On 12/18/2013 10:47 PM, Rainer Gerhards wrote:
On Thu, Dec 19, 2013 at 2:28 AM, Erik Steffl <[email protected]> wrote:

   maybe this was too wordy, here's simpler version.


I had finally to work on some internal things before vacation, thus the
silence. Today is meetings as well...


   after adding:

   action.resumeRetryCount="-1"
   action.resumeInterval="5"

   to action definition I see that rsyslogd tries to resend the message few
times, where sendto succeeds but not RELP response is received. After few
times sendto take approximately 10 minutes and fails.

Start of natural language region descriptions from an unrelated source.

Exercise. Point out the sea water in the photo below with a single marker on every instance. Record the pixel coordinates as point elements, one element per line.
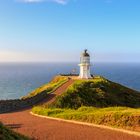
<point>18,79</point>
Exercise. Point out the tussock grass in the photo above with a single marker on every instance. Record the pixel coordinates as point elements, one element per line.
<point>97,92</point>
<point>121,117</point>
<point>7,134</point>
<point>49,87</point>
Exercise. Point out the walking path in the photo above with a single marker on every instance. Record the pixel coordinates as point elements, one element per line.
<point>47,129</point>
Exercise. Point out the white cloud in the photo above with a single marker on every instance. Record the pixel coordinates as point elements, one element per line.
<point>37,1</point>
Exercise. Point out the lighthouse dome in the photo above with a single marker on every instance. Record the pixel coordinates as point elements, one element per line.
<point>85,54</point>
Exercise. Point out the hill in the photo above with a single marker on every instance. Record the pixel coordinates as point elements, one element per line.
<point>98,101</point>
<point>97,92</point>
<point>7,134</point>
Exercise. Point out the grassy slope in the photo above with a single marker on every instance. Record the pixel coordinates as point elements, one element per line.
<point>7,134</point>
<point>96,94</point>
<point>121,117</point>
<point>49,87</point>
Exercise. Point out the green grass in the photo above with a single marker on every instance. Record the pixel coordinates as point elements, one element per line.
<point>7,134</point>
<point>121,117</point>
<point>97,92</point>
<point>97,101</point>
<point>49,87</point>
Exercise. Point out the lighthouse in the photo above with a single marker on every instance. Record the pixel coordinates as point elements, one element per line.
<point>85,66</point>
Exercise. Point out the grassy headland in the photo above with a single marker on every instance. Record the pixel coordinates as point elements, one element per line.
<point>97,92</point>
<point>7,134</point>
<point>98,101</point>
<point>120,117</point>
<point>49,87</point>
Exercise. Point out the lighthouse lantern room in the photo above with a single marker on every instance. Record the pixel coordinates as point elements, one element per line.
<point>85,66</point>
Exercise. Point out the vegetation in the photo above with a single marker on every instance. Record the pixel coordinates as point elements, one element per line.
<point>49,87</point>
<point>97,92</point>
<point>7,134</point>
<point>122,117</point>
<point>98,101</point>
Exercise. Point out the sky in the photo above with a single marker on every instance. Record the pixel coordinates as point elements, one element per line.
<point>59,30</point>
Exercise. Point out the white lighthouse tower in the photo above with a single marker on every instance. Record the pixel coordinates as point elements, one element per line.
<point>85,66</point>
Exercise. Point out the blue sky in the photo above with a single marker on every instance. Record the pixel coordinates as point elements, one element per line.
<point>58,30</point>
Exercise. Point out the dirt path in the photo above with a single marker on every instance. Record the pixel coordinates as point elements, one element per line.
<point>45,129</point>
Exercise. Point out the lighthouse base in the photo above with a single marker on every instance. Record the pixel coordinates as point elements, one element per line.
<point>84,72</point>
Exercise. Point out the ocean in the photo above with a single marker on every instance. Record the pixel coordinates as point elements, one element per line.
<point>18,79</point>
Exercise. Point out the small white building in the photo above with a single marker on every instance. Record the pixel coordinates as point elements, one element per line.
<point>85,66</point>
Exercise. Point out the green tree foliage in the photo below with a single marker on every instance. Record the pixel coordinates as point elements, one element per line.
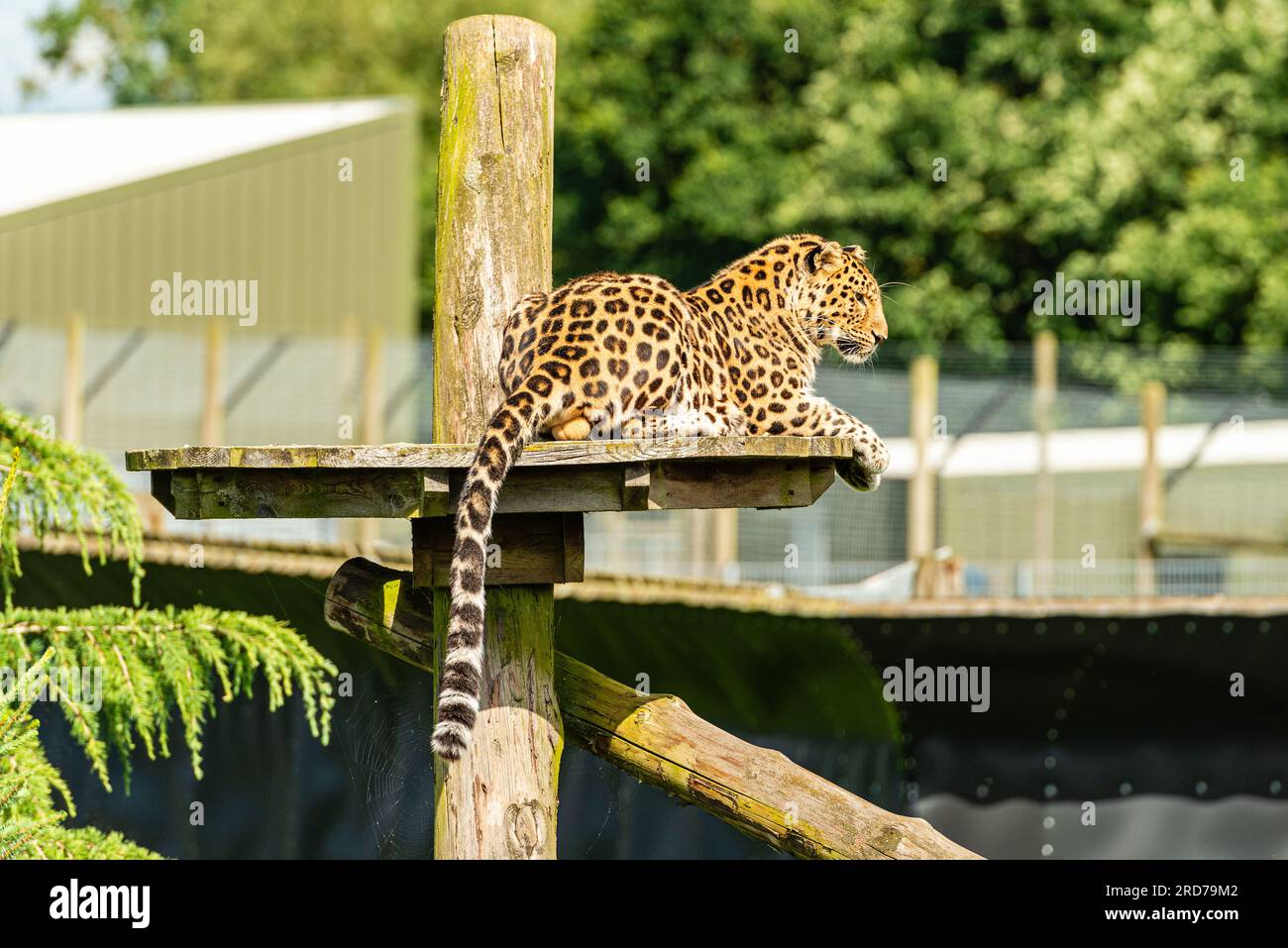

You mean sendto() itself takes around 10 minutes?

yes, there are few sendto syscalls (same message) that return immediately, I assume the data is not actually sent out, just accepted by driver. Then after few minutes one sendto itself takes about 10 minutes (this is from strace -f -tt so the first number is thread pid then time then system call, I left out most of the data in sendto, the exact sendto is quoted below):

3081 01:02:27.982896 sendto(13, "77 syslog 387 <134>...",402, 0, NULL, 0 <unfinished ...>

 and it returns with an error 10 min later:

3081  01:13:44.932842 <... sendto resumed> ) = 45

  then rsyslogd closes the connection:

3081 01:13:44.934579 setsockopt(13, SOL_SOCKET, SO_LINGER, {onoff=1, linger=0}, 8) = 0
3081  01:13:44.934662 close(13)         = 0

  afterwards rsyslog opens connection again and it all works fine...

  thanks!

        erik


Rainer

   Afterwards the connection is closed, re-opened and everything works fine.

   Is there any setting that would make the 10 minute sendto timeout
shorter? Assuming it's some TCP level timeout so maybe it's not settable
using rsyslog config (didn't find anything myself).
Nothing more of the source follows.